Es gibt vom Bürgermeister über die Landrätin bis zur bayerischen Landespolitik Gespräche und Kontakte. Wir erhalten positive Signale – weil wir ein förderwürdiger Standort sind. Wir müssen auch auf die EU schauen, es gibt Lottogelder und andere Möglichkeiten.
Dieses „andere Programm“wird aber auch von der Big Box in Kempten, dem Modeon in Marktoberdorf oder der Stadthalle in Memmingen angeboten. Sie machen anderen Konkurrenz – und müssen gegenüber der Konkurrenz bestehen.

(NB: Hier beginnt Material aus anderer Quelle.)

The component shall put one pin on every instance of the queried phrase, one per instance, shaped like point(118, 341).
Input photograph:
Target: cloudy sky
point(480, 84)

Da haben Sie ein Stück weit recht. Aber wenn Sie das Theater hier anschauen: Das ist für mich der geeignetste Ort, um sowas in einem festlichen Rahmen zu bieten. Oper oder Ballett hier anzusehen ist schon was anderes als etwa in der Big Box.
Meinen Sie, Sie können sich gegen die Konkurrenz durchsetzen?
Als Schöngeist und Romantiker tue ich mich mit dem Wort Konkurrenz schwer. Ich finde, im Kulturbereich sollte es keine Konkurrenz geben. Vielmehr sollte man sich ergänzen. Wir werden ein Programm anbieten, das nicht direkt in Konkurrenz steht zu Marktoberdorf oder Kempten. Das wird schon was Besonderes sein.
Was meinen Sie damit?
Schauen Sie doch mal, ob Sie eine hochwertige Oper finden in unserer Region. Das gibt es nicht, sondern nur Tourneeproduktionen. Und beim Ballett ist es dasselbe. Wenn wir Oper und Ballett hier machen, möchten wir das auf einem sehr guten Niveau tun.
Verraten Sie uns, wie das gehen soll?
Wir möchten mit deutschen Opernhäusern kooperieren, die mit ihren Produktionen zu uns nach Füssen kommen. Auch dazu gibt es bereits Gespräche.
Ihr Vorgänger wollte mit dem Augsburger Theater zusammenarbeiten. Ist diese Idee noch aktuell?
Ja. Ich habe die Gespräche fortgesetzt. Wir möchten, dass das Augsburger Theater mit seinen Produktionen hier Gastspiele gibt.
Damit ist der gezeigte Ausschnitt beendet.